The less I seek my source for some definitive, the closer I am to fine.
-The Indigo Girls

Analysis Paralysis

 

Last week, I felt as flat as a sheet of plywood. All splintery and knotted with life. It was a deep blah feeling- a state that settled deep in my chest. I wasn’t depressed or anxious- just “flat”. I scoured my psyche for a reason but couldn’t pin it down.

My default pattern with tougher emotions is to find a definitive. A reason for why they’re there. Give me a dose of dread or despair and my spidey-sense goes up. I get all in my head, looking for and analyzing the tiniest of splinters. I want them out; I want relief.

So last week when I was feeling “flat” (tough because it was pervasive) I began search.
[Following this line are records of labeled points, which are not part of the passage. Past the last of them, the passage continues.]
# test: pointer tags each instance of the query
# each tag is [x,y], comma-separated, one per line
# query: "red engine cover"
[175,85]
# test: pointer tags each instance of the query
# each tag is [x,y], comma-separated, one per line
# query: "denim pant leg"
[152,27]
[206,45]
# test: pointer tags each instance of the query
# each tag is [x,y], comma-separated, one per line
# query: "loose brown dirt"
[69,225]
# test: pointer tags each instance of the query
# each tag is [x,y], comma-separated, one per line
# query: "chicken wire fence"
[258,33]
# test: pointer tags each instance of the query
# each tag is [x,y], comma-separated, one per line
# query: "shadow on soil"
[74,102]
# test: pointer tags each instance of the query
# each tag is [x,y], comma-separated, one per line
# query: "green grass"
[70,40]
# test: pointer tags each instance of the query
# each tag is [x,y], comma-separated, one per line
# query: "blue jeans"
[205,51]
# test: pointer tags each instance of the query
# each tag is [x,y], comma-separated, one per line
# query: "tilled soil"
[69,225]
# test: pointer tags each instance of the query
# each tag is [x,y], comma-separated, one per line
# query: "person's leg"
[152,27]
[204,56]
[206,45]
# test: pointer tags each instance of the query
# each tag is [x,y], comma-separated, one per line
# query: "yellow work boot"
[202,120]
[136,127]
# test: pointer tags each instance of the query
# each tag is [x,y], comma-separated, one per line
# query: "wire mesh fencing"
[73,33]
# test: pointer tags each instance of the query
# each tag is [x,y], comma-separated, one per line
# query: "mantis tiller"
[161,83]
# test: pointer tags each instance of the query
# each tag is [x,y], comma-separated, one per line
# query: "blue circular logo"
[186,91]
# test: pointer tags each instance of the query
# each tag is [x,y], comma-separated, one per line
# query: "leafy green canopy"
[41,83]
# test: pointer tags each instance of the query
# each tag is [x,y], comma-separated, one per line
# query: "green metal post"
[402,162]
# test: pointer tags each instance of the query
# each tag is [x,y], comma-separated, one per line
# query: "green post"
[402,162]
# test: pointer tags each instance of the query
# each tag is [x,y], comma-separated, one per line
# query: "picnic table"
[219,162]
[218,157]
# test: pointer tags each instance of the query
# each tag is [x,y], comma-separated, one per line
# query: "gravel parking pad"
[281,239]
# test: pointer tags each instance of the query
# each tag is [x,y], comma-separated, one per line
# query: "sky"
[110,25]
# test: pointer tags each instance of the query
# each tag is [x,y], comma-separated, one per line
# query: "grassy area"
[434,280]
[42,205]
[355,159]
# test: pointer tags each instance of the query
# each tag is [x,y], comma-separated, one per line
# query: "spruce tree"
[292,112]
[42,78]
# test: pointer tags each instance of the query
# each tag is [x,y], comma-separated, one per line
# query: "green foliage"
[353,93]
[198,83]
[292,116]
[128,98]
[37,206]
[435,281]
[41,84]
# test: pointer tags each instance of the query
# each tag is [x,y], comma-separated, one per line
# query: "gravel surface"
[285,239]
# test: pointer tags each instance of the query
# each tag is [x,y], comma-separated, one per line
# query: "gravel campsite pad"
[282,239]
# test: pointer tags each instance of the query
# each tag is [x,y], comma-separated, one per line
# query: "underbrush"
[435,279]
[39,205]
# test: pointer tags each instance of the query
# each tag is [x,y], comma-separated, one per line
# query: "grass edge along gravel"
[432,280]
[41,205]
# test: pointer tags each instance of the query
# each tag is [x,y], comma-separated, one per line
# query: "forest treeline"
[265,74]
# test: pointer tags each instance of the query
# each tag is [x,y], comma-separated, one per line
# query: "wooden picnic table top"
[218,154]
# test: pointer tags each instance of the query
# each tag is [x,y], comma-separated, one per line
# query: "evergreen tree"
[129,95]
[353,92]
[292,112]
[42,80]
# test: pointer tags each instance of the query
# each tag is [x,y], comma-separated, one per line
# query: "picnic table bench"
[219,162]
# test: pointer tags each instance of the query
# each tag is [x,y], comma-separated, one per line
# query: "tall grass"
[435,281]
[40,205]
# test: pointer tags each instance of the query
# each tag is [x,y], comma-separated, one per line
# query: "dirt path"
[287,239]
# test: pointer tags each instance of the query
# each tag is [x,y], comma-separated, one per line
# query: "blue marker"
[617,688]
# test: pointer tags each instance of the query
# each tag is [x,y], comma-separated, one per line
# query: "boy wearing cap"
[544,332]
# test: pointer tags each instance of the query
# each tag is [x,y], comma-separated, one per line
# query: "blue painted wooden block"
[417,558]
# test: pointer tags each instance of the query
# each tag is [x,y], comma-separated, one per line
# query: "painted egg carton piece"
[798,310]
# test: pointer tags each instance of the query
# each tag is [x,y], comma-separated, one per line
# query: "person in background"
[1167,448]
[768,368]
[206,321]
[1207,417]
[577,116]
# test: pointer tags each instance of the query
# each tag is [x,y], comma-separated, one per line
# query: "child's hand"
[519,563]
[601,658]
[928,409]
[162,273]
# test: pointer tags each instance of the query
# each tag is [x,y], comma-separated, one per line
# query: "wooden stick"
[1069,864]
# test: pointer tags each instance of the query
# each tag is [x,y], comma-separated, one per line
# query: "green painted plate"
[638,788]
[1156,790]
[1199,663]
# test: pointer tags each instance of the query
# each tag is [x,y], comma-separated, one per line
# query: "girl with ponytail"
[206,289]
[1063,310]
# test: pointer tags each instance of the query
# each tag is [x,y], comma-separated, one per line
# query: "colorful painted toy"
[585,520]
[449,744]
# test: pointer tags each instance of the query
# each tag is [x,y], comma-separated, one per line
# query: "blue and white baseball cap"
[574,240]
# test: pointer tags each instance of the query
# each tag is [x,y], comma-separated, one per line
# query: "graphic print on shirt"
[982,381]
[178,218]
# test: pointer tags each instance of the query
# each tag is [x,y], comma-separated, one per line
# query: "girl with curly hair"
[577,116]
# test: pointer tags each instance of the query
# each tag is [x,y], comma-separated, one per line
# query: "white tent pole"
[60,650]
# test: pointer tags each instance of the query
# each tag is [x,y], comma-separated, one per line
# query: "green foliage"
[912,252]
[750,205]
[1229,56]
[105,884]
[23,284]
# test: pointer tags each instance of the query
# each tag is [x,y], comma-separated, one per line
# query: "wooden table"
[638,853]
Was it because I’d been working alone more recently? Had a restless night with three wake ups? A gnawing sense of dread about my aging body? The death of Navalny, the crisis of democracy (this does keep me up at night!)? Or was it my agony about the suffering in Gaza?

After a day of hapless inquiry, I decided to take myself (and Percy) for a walk. A dear friend had just reminded me of the song Closer to Fine by the Indigo Girls– a Uni favorite of ours. I grabbed my headphones, found a new version of the song (Brandi C.) and headed for a place that mirrored my inner world.

The wide open, flat lake.

 

What emotions lie beneath “feeling flat”?

 

As we dipped down on the lake and picked up the snow-bike trail, Percy ran everywhere and I stuck to the path. Him in his black booties, me in my mukluks. Him carefree, me still flat. We curved round by the beaver dam, both of us sniffing (or scanning) for new caribou and wolf tracks. Overhead flew some ravens occasionally blocking the sun. Even with all this beauty, these usual suspects couldn’t alleviate my flatness.

As we walked through a stand of dead spruce, the song blaring, I caught the line, “the darkness has a hunger that’s insatiable and lightness has a call that’s hard to hear”. I stopped walking and turned towards the truth of my feeling. Tucked under a canopy of lichen, I fell to my knees and burst into tears.

I sobbed for another Closer to Fine (it was the 6th round by this point). Four full minutes of grief- for the world, for Gaza, Ukraine, Sudan and my agony of not being able to alleviate any suffering. I’m not sure how much grief poured out in four minutes but it felt like a broken dam at at the headwaters.

When I finally got up, the flatness was gone and there was snot on my mitts. I looked down where I knelt. The snow had changed shape- like the site of an animal kill. It was clear there’d been a struggle. The struggle to meet and walk with my flatness. The struggle to feel fully. The struggle to discover what was hidden underneath the flat.

 

Drop into the body- you don’t need to hold it all

 

I share this story because working with tough emotions (however you define them) is essential to navigating the death (and rebirth) of systems and structures. Domination and oppression are a force field. And when we believe we can’t change or influence them to the degree we want- tough emotions can arise overtly or be hidden by something else.

In working with them, we each have our ‘go-to-moves’ to minimize or control how we feel. Mine is analysis. I like to pin down and dissect so I can make what disturbs me go away. This gives me a temporary illusion of safety but prolongs my suffering.

But over the last ten years, I’ve learned some new moves. The biggest one has been to trust sensation- or the innate wisdom of my body. My greatest mentors come from the more-than-human world. This lake (pictured above), the poplars, lichen and wide open skies. They remind me to drop the analysis. To forget the definitive. They teach me that I don’t have to hold it all.

When I decide to express (and not contain) what I’m feeling, I’ve learned that what troubles me tends to dissipate. Last week, my tears were not just for Gaza or the suffering of the world. They moved a wild torrent of expression that needed a new home. A home that didn’t judge or insist on needing a reason to show up. The kind of place where people ask aloud, I wonder what animal lay here?

I did. 🙂

*

So this week, may you turn towards what troubles you, tenderly. Even just a little. May your wild animal body feel fully. May you learn to trust it, fully. May you know that you don’t have to hold it all.